I remember going out with my college boyfriend and his parents for dinner, right at the time I started my first restaurant job at Café Nola on South Street. They loved going to all the chains around the Oxford Valley Mall, despite his mother complaining about each and every meal. It was mortifying. She ate everything on her plate and then complained to the manager and got something comped. I’m surprised these restaurants didn’t have a photo of her at the host stand, banned for eternity. This is what a lot of folks think of when they hear a complaint—the guest from hell. But this is NOT every guest who complains.
Most restaurant patrons won’t say anything when they’re unhappy with their meal or drink. They don’t like confrontation, don’t think it will be handled properly, or they feel like they’re being rude or overly critical. They just won’t come back. So, when a guest is brave enough to offer constructive feedback, you need a mechanism with which to handle it. Why take your chances on an online review? Be proactive. Get the feedback now when you have an opportunity to fix a problem if there is one.
Your servers and bartenders should be following documented Steps of Service, which includes checking in once the guest has had a chance to taste what they’ve ordered. You want to get this feedback quickly so that you have time to correct something before the guest becomes disgruntled. Sure, some people might grin and bear it and write a negative review later. (You should have a system in place for that too.) But if you’re lucky, your guests will tell you the truth. This is an opportunity. A big one. It means quality control broke down somewhere.

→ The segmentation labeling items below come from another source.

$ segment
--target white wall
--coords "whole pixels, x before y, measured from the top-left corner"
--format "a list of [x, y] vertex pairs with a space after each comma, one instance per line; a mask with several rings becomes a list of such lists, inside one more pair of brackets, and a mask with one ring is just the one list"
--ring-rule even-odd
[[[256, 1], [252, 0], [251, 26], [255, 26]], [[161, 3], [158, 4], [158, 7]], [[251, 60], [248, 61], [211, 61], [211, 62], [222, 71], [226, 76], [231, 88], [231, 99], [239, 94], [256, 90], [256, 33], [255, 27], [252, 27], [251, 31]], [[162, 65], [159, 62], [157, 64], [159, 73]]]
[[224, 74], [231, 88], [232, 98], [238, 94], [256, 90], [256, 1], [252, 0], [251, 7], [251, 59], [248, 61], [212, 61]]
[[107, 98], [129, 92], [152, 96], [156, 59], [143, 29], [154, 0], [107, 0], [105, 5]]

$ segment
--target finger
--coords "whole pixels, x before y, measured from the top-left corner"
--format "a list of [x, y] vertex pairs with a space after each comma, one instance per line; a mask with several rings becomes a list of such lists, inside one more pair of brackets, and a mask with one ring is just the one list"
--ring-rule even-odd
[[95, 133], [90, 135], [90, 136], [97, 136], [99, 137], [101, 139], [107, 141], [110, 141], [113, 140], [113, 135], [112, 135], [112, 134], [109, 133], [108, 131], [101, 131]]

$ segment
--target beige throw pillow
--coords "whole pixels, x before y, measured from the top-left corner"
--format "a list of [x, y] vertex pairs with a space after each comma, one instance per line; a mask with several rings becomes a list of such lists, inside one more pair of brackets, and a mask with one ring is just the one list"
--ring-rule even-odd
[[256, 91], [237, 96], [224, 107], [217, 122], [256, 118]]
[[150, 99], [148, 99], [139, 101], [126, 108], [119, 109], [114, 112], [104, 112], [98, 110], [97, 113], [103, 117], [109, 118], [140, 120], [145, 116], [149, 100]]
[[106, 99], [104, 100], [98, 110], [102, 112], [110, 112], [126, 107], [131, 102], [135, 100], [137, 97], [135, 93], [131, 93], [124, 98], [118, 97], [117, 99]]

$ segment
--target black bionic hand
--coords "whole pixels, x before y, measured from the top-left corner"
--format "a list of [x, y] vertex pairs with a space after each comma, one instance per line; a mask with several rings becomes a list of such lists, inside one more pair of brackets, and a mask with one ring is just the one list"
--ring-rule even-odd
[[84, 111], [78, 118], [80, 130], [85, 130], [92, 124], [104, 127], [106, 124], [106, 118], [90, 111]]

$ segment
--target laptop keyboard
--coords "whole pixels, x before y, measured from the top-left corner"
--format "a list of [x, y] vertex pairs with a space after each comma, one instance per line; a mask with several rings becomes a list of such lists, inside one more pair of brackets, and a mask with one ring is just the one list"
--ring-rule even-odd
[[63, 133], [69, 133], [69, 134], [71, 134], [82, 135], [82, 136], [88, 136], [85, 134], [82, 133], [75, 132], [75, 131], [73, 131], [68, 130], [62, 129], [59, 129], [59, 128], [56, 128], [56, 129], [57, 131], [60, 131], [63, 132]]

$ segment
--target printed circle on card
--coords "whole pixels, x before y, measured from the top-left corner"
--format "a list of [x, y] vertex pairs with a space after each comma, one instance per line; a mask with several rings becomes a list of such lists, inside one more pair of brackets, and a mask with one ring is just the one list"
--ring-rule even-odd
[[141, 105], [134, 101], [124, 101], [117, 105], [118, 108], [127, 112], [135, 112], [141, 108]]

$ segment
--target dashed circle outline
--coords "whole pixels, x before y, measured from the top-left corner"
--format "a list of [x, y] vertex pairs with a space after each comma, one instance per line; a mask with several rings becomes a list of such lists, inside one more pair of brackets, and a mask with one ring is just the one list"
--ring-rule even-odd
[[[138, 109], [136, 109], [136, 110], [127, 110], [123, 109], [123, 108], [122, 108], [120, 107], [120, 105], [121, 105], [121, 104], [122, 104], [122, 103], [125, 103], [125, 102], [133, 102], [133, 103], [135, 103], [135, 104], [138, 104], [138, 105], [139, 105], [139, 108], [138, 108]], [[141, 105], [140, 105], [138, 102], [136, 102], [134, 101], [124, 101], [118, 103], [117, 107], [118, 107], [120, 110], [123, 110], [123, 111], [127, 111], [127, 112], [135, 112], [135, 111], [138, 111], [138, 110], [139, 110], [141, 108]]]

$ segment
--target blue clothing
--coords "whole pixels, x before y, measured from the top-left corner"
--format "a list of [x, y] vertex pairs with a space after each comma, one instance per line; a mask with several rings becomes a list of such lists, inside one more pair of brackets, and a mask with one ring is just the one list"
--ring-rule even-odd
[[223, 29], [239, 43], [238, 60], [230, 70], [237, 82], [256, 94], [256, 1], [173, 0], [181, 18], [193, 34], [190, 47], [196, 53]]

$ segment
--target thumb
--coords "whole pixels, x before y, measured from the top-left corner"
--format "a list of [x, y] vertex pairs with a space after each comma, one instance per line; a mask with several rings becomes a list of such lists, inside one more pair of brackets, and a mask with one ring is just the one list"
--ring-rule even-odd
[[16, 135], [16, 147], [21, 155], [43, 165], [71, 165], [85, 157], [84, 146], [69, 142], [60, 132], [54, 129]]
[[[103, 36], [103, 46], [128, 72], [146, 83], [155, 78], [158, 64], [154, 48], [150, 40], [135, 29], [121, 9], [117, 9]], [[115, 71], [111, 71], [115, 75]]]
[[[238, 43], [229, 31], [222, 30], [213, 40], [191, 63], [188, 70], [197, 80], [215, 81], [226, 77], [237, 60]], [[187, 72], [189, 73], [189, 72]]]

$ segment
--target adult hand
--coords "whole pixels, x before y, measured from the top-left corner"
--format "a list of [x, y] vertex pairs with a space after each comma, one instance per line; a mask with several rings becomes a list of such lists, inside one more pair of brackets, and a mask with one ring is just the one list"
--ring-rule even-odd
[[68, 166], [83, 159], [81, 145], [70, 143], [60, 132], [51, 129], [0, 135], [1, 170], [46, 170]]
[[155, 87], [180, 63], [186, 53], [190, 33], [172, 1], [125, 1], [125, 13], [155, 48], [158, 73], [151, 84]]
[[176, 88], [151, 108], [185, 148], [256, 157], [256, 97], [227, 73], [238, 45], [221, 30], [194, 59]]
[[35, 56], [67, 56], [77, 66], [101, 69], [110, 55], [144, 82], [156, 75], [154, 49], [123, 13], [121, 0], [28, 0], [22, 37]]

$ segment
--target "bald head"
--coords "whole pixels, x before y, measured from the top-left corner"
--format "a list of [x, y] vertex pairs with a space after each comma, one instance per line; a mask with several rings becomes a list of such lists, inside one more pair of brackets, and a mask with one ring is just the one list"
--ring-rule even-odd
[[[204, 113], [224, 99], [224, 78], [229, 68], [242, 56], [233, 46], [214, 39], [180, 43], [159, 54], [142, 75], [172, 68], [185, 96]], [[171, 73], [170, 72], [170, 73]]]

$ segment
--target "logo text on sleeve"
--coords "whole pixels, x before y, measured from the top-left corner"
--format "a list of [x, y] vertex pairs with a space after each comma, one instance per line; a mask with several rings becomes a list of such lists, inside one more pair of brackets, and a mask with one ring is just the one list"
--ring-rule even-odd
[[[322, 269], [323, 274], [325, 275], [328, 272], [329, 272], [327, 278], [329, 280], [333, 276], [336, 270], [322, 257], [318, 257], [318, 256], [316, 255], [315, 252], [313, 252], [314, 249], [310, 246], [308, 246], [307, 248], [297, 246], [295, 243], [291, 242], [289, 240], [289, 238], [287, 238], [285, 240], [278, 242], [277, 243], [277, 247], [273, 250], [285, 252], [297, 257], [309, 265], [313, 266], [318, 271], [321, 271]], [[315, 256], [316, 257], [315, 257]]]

Now that you know about it, you can fix it—before your reputation is damaged. Take it seriously and train your staff on what to do.
If you get the feedback quickly enough, you have the opportunity to offer the guest something else, or offer to remake it if it wasn’t done to their liking (as in temperature). Just comping a dish or a meal won’t necessarily make them happy—they’re still hungry! You can certainly send out something else, compliments of the chef, while their meal is being remade, or offer a round of drinks to fill the time. But if you get feedback at the end of the meal that the experience wasn’t a 9 or 10 out of 10, now what?
My husband and I recently went to a new Italian restaurant about a 10-minute walk from home on a Friday evening. I ordered the salmon entree, and he got the pasta special (not so special), which was pappardelle with braised short rib. My dish was good, not great. His was poor. It was a pile of bland mush, priced at $42. He’s not the type to complain, but I am the type to give honest feedback, which I did. (I want a good restaurant I can walk to in ten minutes.) The bartender’s response? “Try something else next time.” NEXT TIME, YOU SAY? I just overpaid for bland mushy pasta, no one could answer any questions on the menu, and the bar stools were so close together I was touching my neighbor’s elbow. My comment was an opportunity for a next time, and quite honestly, she blew it. How many other bland pasta dishes did they serve that weekend? How long can a restaurant (or any business for that matter) possibly last without that valuable customer feedback loop?
The first problem is that no one checked in once we got our food. The second problem is that when she did ask “how was everything,” she didn’t know what to do with the information. When your staff hears that feedback, it should make them jump with joy. This is their opportunity to shine! An opportunity to go above and beyond, to get a mention in a Google review for how well they handled a situation, to forge a relationship with an outspoken local who will tell their friends and neighbors how great the service is. Don’t miss out on this incredible opportunity. Having a customer feedback mechanism in place is critical to your business. And negative feedback is a gift.